The intensity of the crackdown eased somewhat after Human Rights Watch released a report in 2004 titled “In a Time of Torture.” Prosecutions continued intermittently, largely under the radar, until 2007, when two HIV-positive gay men were taken into custody in Cairo’s Tahrir Square.
Egyptian media reported extensively on the case, saying police had broken up a vast network of perverts with a dangerous disease. The reports included names, occupations and ages. The two men served 27 months in custody, during which they were subjected to insults and beatings, according to one of the two, Ahmed, who also asked to be identified only by his first name.
When Egyptians began battling police in late January, Ahmed was excited. “We thought there would soon be more freedom,” he said.
On Jan. 25, the day the demonstrations began, Bidak remembers spotting a large group of young gay men with tweaked eyebrows, shiny lip gloss and skinny jeans among the protesters. The next time she saw them, on January 28, the day security forces cracked down most violently on the revolt, the men had ditched the glam and were braced for battle, carrying vinegar and onions to make the sting of tear gas bearable.
“I think being queer played a huge part,” she said about their motivation to protest. “It was useful for us to be visible and prove that we’re here, that we’re human beings, that we do exist. You can see us.”

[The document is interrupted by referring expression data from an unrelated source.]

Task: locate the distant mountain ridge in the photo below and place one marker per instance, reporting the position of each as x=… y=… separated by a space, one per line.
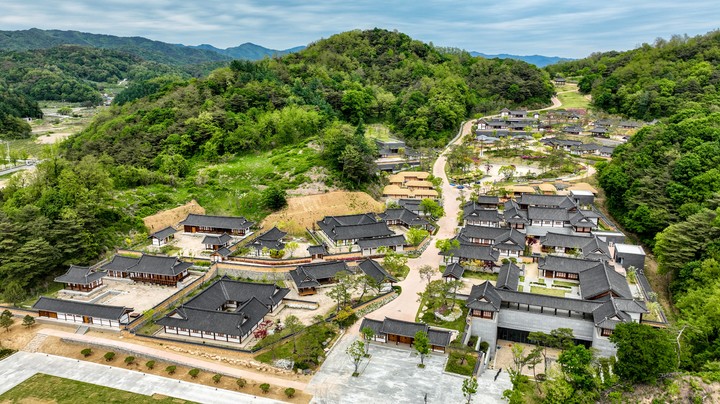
x=157 y=51
x=537 y=60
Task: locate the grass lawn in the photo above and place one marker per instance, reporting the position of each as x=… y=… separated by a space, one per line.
x=563 y=283
x=457 y=324
x=42 y=388
x=453 y=364
x=547 y=291
x=480 y=275
x=573 y=100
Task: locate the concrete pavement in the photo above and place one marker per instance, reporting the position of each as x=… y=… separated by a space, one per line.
x=20 y=366
x=157 y=354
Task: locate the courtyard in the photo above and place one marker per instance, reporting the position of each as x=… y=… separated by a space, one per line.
x=392 y=375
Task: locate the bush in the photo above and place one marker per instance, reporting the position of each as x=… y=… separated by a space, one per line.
x=484 y=346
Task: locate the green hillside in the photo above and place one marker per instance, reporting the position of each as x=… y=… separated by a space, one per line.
x=144 y=48
x=652 y=81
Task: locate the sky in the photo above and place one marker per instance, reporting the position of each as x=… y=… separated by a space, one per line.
x=521 y=27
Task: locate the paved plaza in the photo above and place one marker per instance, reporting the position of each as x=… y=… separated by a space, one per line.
x=21 y=365
x=391 y=375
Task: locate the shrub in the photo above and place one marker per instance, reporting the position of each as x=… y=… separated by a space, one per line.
x=484 y=346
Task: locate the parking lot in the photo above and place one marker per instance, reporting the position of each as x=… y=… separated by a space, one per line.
x=391 y=375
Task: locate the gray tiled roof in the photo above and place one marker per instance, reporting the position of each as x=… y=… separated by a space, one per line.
x=454 y=270
x=218 y=222
x=565 y=264
x=217 y=240
x=309 y=275
x=80 y=308
x=164 y=233
x=602 y=279
x=508 y=277
x=148 y=264
x=236 y=323
x=390 y=241
x=374 y=270
x=226 y=289
x=79 y=276
x=484 y=297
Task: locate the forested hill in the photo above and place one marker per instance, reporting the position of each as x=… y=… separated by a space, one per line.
x=147 y=49
x=652 y=81
x=664 y=183
x=71 y=73
x=355 y=77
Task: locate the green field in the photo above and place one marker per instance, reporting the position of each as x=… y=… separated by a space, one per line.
x=51 y=389
x=573 y=100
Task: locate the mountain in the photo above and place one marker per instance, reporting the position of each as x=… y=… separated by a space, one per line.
x=249 y=51
x=537 y=60
x=156 y=51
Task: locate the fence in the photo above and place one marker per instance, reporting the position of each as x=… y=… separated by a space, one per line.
x=134 y=325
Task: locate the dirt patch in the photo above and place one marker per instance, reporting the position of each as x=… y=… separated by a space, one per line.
x=172 y=217
x=303 y=211
x=55 y=346
x=52 y=138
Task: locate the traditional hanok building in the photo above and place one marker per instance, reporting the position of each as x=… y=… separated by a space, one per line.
x=403 y=332
x=72 y=311
x=214 y=243
x=269 y=240
x=81 y=279
x=359 y=232
x=162 y=237
x=160 y=270
x=453 y=272
x=379 y=275
x=227 y=311
x=236 y=226
x=405 y=218
x=309 y=277
x=317 y=252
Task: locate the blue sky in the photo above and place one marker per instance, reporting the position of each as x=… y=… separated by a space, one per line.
x=551 y=28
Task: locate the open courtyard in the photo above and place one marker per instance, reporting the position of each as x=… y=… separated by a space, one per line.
x=391 y=375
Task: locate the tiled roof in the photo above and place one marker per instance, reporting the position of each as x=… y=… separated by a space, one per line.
x=80 y=308
x=79 y=276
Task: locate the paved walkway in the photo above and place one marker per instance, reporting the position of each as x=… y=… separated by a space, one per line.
x=22 y=365
x=391 y=375
x=158 y=354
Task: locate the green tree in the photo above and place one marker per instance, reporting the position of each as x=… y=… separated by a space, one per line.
x=274 y=197
x=416 y=235
x=643 y=352
x=356 y=351
x=469 y=388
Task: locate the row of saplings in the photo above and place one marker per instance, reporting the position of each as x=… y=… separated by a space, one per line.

Bidak said she spent several days fighting alongside bearded members of the Muslim Brotherhood. As she perfected the art of assembling molotov cocktails using plastic bottles, some of her comrades didn’t realize she was a woman.

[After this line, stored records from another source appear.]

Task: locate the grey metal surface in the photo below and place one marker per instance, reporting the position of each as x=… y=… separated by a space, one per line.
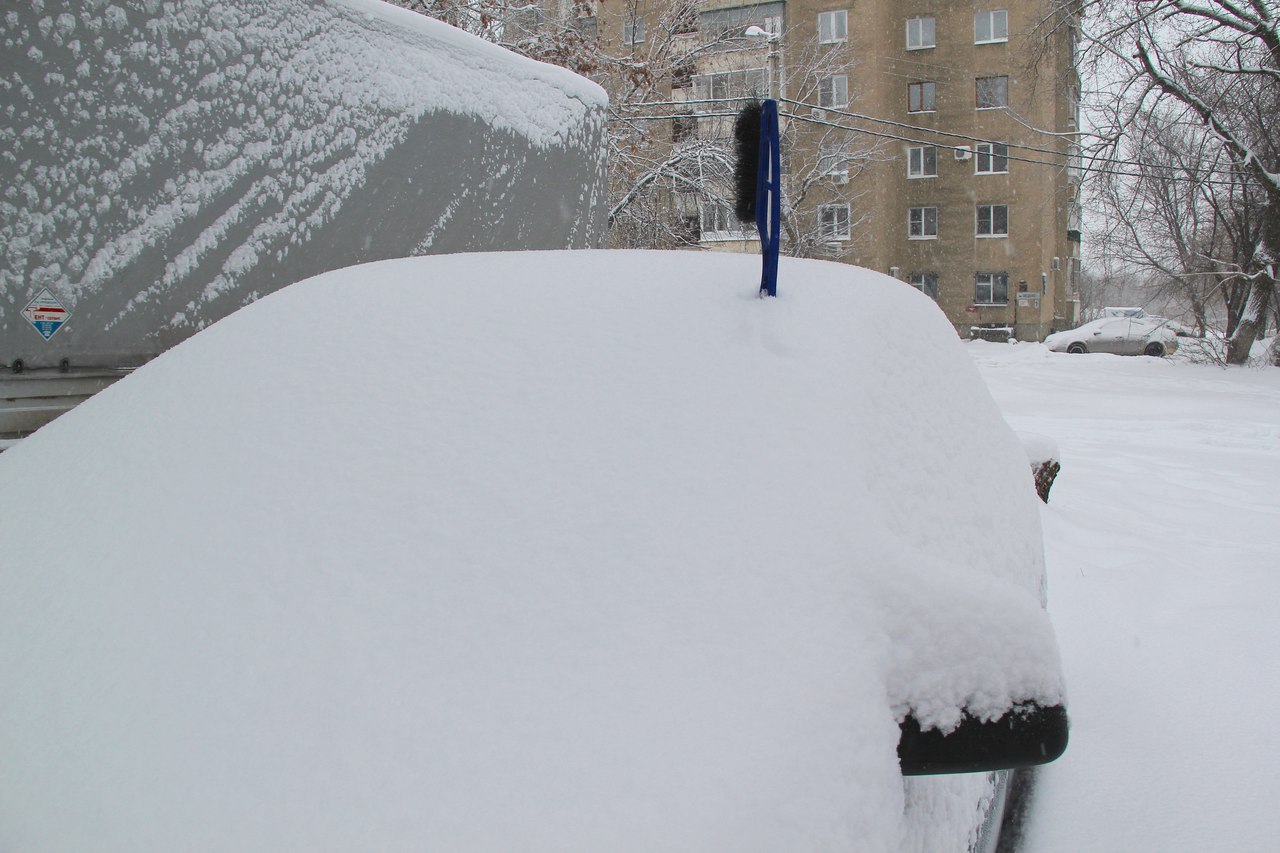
x=164 y=164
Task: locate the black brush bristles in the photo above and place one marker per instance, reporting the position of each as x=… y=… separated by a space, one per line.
x=746 y=136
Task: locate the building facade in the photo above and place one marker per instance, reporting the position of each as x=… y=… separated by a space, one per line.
x=931 y=140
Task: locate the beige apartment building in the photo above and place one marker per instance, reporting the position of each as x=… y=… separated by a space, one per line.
x=931 y=140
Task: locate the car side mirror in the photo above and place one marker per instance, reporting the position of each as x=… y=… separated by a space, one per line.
x=1025 y=737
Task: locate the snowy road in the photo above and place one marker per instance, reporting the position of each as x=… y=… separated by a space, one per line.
x=1162 y=537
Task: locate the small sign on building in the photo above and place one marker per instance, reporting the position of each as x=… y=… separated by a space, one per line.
x=46 y=314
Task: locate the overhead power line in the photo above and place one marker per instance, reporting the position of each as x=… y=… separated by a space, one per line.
x=1109 y=168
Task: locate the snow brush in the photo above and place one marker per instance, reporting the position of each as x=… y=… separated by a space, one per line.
x=757 y=183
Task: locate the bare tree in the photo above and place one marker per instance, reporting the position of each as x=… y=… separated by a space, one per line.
x=1197 y=81
x=675 y=82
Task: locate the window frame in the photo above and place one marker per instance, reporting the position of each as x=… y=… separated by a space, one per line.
x=991 y=284
x=833 y=233
x=978 y=87
x=928 y=283
x=933 y=95
x=991 y=21
x=992 y=233
x=919 y=26
x=923 y=223
x=914 y=173
x=832 y=17
x=831 y=80
x=991 y=156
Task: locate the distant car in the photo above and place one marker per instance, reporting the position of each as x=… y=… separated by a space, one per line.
x=1120 y=336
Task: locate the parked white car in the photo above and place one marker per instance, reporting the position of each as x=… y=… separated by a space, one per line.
x=538 y=551
x=1120 y=336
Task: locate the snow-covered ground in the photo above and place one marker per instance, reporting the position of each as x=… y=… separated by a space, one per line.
x=1162 y=537
x=574 y=551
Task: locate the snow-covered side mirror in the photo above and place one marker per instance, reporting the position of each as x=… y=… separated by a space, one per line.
x=1025 y=737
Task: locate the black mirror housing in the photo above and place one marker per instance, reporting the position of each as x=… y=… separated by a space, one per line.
x=1025 y=737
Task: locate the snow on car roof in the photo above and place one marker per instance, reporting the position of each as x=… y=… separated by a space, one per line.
x=553 y=551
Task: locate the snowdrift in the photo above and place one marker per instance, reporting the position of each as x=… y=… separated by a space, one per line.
x=574 y=551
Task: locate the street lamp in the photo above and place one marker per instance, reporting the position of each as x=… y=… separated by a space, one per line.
x=775 y=56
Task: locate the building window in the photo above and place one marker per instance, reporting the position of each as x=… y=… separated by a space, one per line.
x=833 y=91
x=919 y=97
x=922 y=223
x=926 y=282
x=992 y=158
x=922 y=162
x=632 y=31
x=990 y=27
x=833 y=159
x=919 y=33
x=720 y=223
x=722 y=28
x=991 y=288
x=992 y=92
x=992 y=220
x=832 y=27
x=833 y=222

Days after Mubarak’s February 11 ousting, Egyptian women expressed hope for greater rights. Fundamentalist Muslims started plotting a political comeback. Coptic Christians spoke of a more visible role in society.
Although gays celebrated largely in silence, many began feeling somewhat empowered. Bidak used to wear headphones and stared at the ground as she walked to tune out the jeers that followed her. “Now it feels easier to have a voice,” she said. “Now I make eye contact.”
But for Bidak and many other Egyptian gays, the enthusiasm has fizzled. Islamists, all but certain to become politically powerful in the coming elections have been calling for a strict religious state; dogmatic politicians have been ascendant in Tunisia, which is among the most liberal of Arab nations. Meanwhile, Egypt’s security forces, now run by military chiefs, are resorting to tactics the old regime used to silence critics.
In a narrow downtown Cairo street lined with cafes with outdoor seating, the owner of an establishment frequented by young gay men recently called the army to complain about how ostentatious his clientele had become. After gay patrons balked at paying a new $12 cover charge — which they interpreted as discriminatory — soldiers moved in to try to eject them, said Gehad, the activist, who witnessed the scene.
Female friends sitting with the gay men formed a protective circle around them. “The girls surrounded the queers and said: ‘If you want to take them, you need to attack us first,’” he said. The soldiers walked away. The cover charge was never brought up again.